Why Brands Should Pay Attention to the New Age of Singledom
We’re halfway through 2019, and as we approach a new decade, we’re letting go of old stereotypes. As consumer behaviours change, they are not defined by traditional (and sometimes outdated) values. Independence, authenticity and self-expression are much more important today, which is why we’ve seen the rise of singledom. “It’s a natural evolution alongside job hopping, co-living, co-working, digital obsession and a moving workforce,” reports a recent study by think-tank JWT Intelligence.
The Single Age, as JWT defines the trend, is less about being “single” and behaving promiscuously (though no one is judging), and more about empowerment and living for yourself - something we at Truffle are forever passionate about. That’s not to say that if our dream man appeared and offered to sweep us off our feet we would decline; of course we wouldn’t! However, we are here for breaking the mould of traditions and being in control of our own decisions and lifestyles. The Single Age is happening now and it is about being unapologetic in YOURself.
As a result of feeling more confident, empowered and fulfilled with the decisions they make without seeking validation, uncoupled people drive new habits and behaviours. What’s more, their expectations of brands and how they engage with them has significantly changed. Below, we have rounded up a few categories in which members of The Single Age are transforming.
As solo travelling is on the rise, hospitality and travel brands are reacting accordingly. One of the main developments we’ve seen includes pushing the wellness and self-care element in the hotel space, so that solo (and coupled) visitors can still recharge and relax while on holiday, rather than going back home even more exhausted than when they left. For example, in 2018, hotel chain Hyatt revamped its high end Hyatt Place brand to promote well-being. The update included guest rooms divided into different zones for sleeping, working and relaxing with comfortable mattresses, blackout shades and warm-coloured lighting to improve sleep quality. The hospitality brand also expanded its fitness facilities by launching fitness and mindfulness video content in its mobile app.

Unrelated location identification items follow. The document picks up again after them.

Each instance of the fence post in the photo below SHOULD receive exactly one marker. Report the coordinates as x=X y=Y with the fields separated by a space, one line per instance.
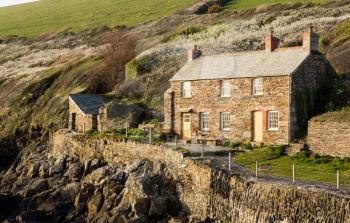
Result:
x=175 y=141
x=337 y=179
x=202 y=145
x=229 y=161
x=126 y=130
x=150 y=135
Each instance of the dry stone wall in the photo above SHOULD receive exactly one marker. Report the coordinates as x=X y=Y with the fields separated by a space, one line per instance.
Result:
x=207 y=192
x=329 y=138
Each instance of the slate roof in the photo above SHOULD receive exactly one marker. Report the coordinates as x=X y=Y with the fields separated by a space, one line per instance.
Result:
x=88 y=103
x=283 y=61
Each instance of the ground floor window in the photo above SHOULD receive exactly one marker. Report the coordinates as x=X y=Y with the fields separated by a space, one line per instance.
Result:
x=225 y=121
x=204 y=121
x=273 y=120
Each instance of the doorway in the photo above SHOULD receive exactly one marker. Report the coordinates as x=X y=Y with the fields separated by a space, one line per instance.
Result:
x=257 y=126
x=74 y=121
x=186 y=126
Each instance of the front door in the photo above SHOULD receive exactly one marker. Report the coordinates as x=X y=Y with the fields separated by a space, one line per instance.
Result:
x=94 y=122
x=74 y=118
x=186 y=126
x=257 y=126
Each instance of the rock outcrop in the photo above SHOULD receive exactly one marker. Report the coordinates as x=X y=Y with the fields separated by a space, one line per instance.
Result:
x=66 y=189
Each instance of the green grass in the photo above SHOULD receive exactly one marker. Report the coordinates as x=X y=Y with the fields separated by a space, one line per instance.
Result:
x=52 y=15
x=247 y=4
x=307 y=167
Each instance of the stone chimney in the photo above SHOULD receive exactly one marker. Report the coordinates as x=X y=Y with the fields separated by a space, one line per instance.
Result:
x=310 y=40
x=271 y=42
x=194 y=53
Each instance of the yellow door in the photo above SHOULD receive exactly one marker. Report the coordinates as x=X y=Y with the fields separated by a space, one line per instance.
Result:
x=258 y=126
x=186 y=126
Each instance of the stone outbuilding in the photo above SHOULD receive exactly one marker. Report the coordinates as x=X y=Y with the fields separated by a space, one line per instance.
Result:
x=86 y=112
x=264 y=96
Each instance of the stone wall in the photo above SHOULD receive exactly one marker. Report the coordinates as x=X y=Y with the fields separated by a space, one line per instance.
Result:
x=82 y=122
x=241 y=104
x=329 y=137
x=310 y=83
x=207 y=192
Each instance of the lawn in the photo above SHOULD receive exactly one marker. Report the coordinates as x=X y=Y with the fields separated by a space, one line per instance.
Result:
x=247 y=4
x=308 y=167
x=52 y=15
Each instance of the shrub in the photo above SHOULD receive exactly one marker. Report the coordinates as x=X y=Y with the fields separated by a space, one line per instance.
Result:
x=137 y=132
x=214 y=8
x=119 y=131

Another way hotels are catering for solo travellers (and also trying to show an edge against sharing economy darlings like Airbnb) is by introducing “meet up apps”. Boutique hotel chain The Standard launched an app that positions the brand as a social space that brings people together. Called The Lobby, the app lets guests interact with other guests in a social media networking style. The twist is that everything is deleted at checkout, which leaves no room for a digital trail.
Career and Finance
Gone are the days of staying in a company for 10 years to earn your place at the top. It seems that this generation can not sit still. Smart, educated, and with a desire to constantly learn and progress, job hopping is becoming increasingly more common, with freelancing and entrepreneurism growing.
But does this have a crippling effect on our finances? In a recent interview, Glynnis MacNicol, author of No One Tells You This: A Memoir (of singledom), shared the difficulties of growing up in a world that is financially geared towards couples.

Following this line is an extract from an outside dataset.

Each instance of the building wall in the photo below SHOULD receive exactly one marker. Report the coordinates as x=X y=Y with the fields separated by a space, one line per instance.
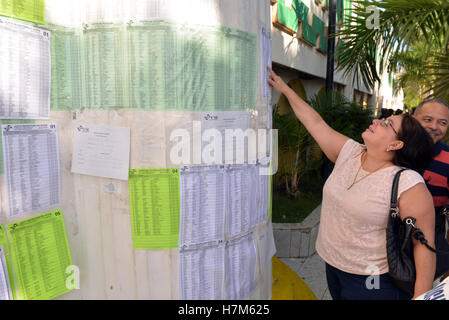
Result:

But things have started to change, and both smart startups and established brands are capitalising on the opportunities. Ellevest, for example, was launched to be the world’s first robo-advisor designed specifically for women investors. The brand provides financial education for women and self-employed young people, demystifying complex terms and tools.

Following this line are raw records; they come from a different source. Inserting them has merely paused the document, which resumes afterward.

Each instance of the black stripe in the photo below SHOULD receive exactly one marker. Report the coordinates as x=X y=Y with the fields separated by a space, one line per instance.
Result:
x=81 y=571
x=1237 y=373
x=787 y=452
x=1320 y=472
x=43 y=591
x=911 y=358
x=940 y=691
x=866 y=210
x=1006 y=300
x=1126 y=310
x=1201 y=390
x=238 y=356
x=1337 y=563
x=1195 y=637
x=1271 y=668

NatWest Bank also recently teamed up with Stylist Magazine to launch A Woman’s Worth Collective - a hub for women providing information about all things finance, from buying a house, to investing and all the way through to how money impacts mental health. The platform also serves as a forum where the brand conducts surveys with this audience.
Home ownership and living for this group has also been completely redefined due to a mix of societal, political and economic factors. Many members of The Single Age tribe are millennials who, we know, are still in student debts. This coupled with the skyrocketing house prices means that people think differently about home ownership and the spaces that they live in. This is why we’ve seen a spike in popularity in concepts like co-living - where dwellers in buildings share interests or similar professions, and come together for activities such as meals and discussion in the common living areas. Co-living spaces such as The Collective and WeLive can bring connection and positive relationships among singletons, it’s like university halls for grown ups (but cleaner!).
In summary, members of The Single Age are redefining all industries - from finance to hospitality and home ownership. Businesses that are quick to address this by tailoring their communications as well as creating products and services for this segment can earn the love (and wallets) of this lucrative consumer group.